Wimbledon 2026 : la fronde des joueurs limite les médias à 15 minutes
Menés par Sinner, Sabalenka et Gauff, les stars du tennis réduisent leurs obligations médiatiques pour protester contre la redistribution des recettes du tournoi.
À Wimbledon, les joueurs limitent leurs interviews à 15 minutes lors de la première semaine. Une action collective pour réclamer une meilleure part des revenus du Grand Chelem britannique.
L’essentiel
- 15 minutes : durée maximale des interviews accordées par les joueurs durant la première semaine de Wimbledon 2026.
- 14,4 % : part des recettes du tournoi redistribuée en prize-money, jugée insuffisante par le collectif.
- 64,2 M£ : prize-money total proposé par Wimbledon ; les joueurs réclament 64,2 M£ (20 %), puis impossible de vérifier cette affirmation - aucune source ne mentionne cet objectif.
Ce qui se passe : une protestation collective
Depuis l’ouverture de Wimbledon 2026, les principales têtes d’affiche des circuits ATP et WTA limitent strictement leurs obligations médiatiques. Concrètement, chaque joueur ne s’exprime plus que pendant quinze minutes devant les journalistes, qu’il s’agisse de conférence de presse ou d’interviews en bord de court.

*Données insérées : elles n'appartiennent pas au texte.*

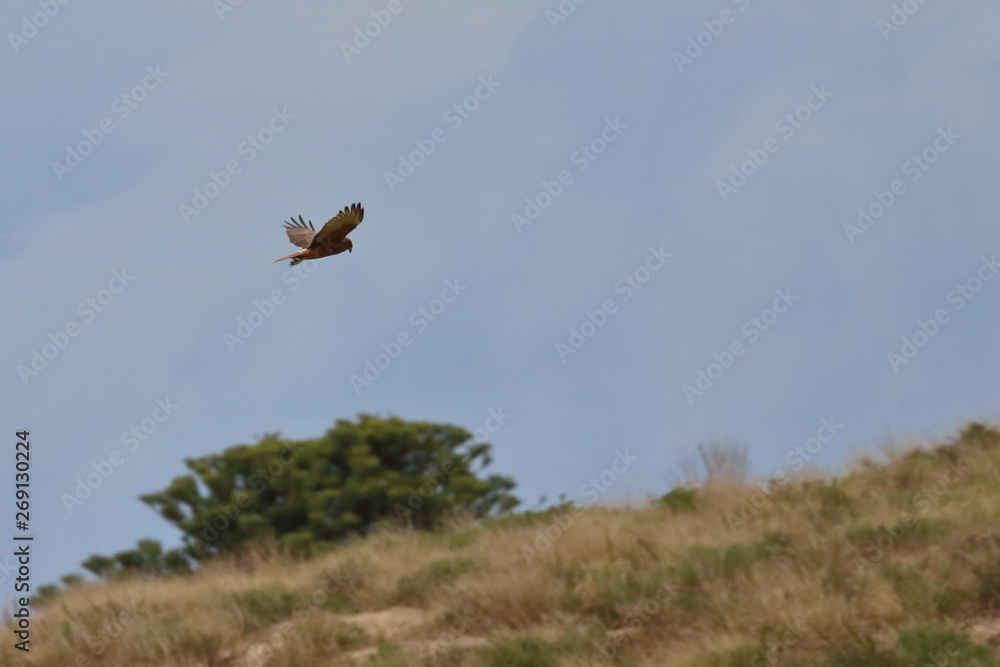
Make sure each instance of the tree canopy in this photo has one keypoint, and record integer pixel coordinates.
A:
(357, 474)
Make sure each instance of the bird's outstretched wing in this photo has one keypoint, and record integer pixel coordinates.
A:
(340, 225)
(300, 232)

Cette action, rapportée par The Guardian, vise à symboliser le déséquilibre perçu dans le partage des revenus du tournoi.
Selon Financial Times, le prize-money total de Wimbledon atteint cette année 64,2 millions de livres sterling, soit une hausse historique de 20 %. Mais le collectif de joueurs, conseillé par Larry Scott, ancien PDG de la WTA, estime que cela ne représente que 14,4 % des recettes globales du tournoi. Leur revendication : passer à 16 % dès 2026 (soit 71,2 millions de livres) et atteindre impossible de vérifier cette affirmation - aucune source ne mentionne cet objectif.

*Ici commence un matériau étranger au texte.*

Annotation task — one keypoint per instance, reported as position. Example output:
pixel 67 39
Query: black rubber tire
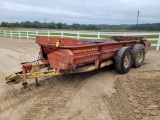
pixel 120 58
pixel 136 49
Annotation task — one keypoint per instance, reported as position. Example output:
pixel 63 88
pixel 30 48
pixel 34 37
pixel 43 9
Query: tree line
pixel 75 26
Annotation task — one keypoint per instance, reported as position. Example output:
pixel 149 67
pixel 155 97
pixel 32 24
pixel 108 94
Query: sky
pixel 113 12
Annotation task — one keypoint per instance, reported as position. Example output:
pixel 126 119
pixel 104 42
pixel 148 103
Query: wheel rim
pixel 140 56
pixel 127 61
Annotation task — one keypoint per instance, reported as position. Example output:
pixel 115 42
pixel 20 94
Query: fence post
pixel 4 33
pixel 98 34
pixel 27 35
pixel 36 33
pixel 158 44
pixel 78 35
pixel 11 33
pixel 19 34
pixel 61 34
pixel 48 33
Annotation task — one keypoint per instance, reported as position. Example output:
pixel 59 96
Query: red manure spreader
pixel 60 56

Les meneurs : Sinner, Sabalenka, Gauff - Djokovic en retrait
Le mouvement, initié à Roland-Garros au printemps, s’est consolidé à Londres. Les trois figures de proue sont Jannik Sinner (numéro 1 mondial ATP), Aryna Sabalenka et Coco Gauff. Tous trois respectent la règle des 15 minutes sans déroger. En revanche, Novak Djokovic a choisi de se joindre à cette action, selon Sky Sports et la BBC. Le Serbe, pourtant souvent en première ligne sur les questions de redistribution, n’a pas expliqué publiquement son choix.

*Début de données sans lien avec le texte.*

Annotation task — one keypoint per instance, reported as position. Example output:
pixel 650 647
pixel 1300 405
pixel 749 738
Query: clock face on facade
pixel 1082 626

Les joueurs évitent ainsi les amendes maximales de 50 000 livres sterling prévues par le règlement de Wimbledon, puisqu’ils se présentent bien aux journalistes, mais écourtent leurs échanges. Une manière de respecter la lettre du contrat tout en envoyant un signal fort, précise The Independent.
La réponse des organisateurs : surprise et déception
Deborah Jevans, présidente de l’All England Club, a exprimé sa déception face à cette fronde. Interrogée par la Press Association, elle a déclaré que Wimbledon avait consenti un effort financier « sans précédent » cette année. Les organisateurs avaient annoncé une augmentation de 20 % du prize-money, mais le collectif juge l’effort insuffisant au regard des revenus générés par les droits TV et le sponsoring.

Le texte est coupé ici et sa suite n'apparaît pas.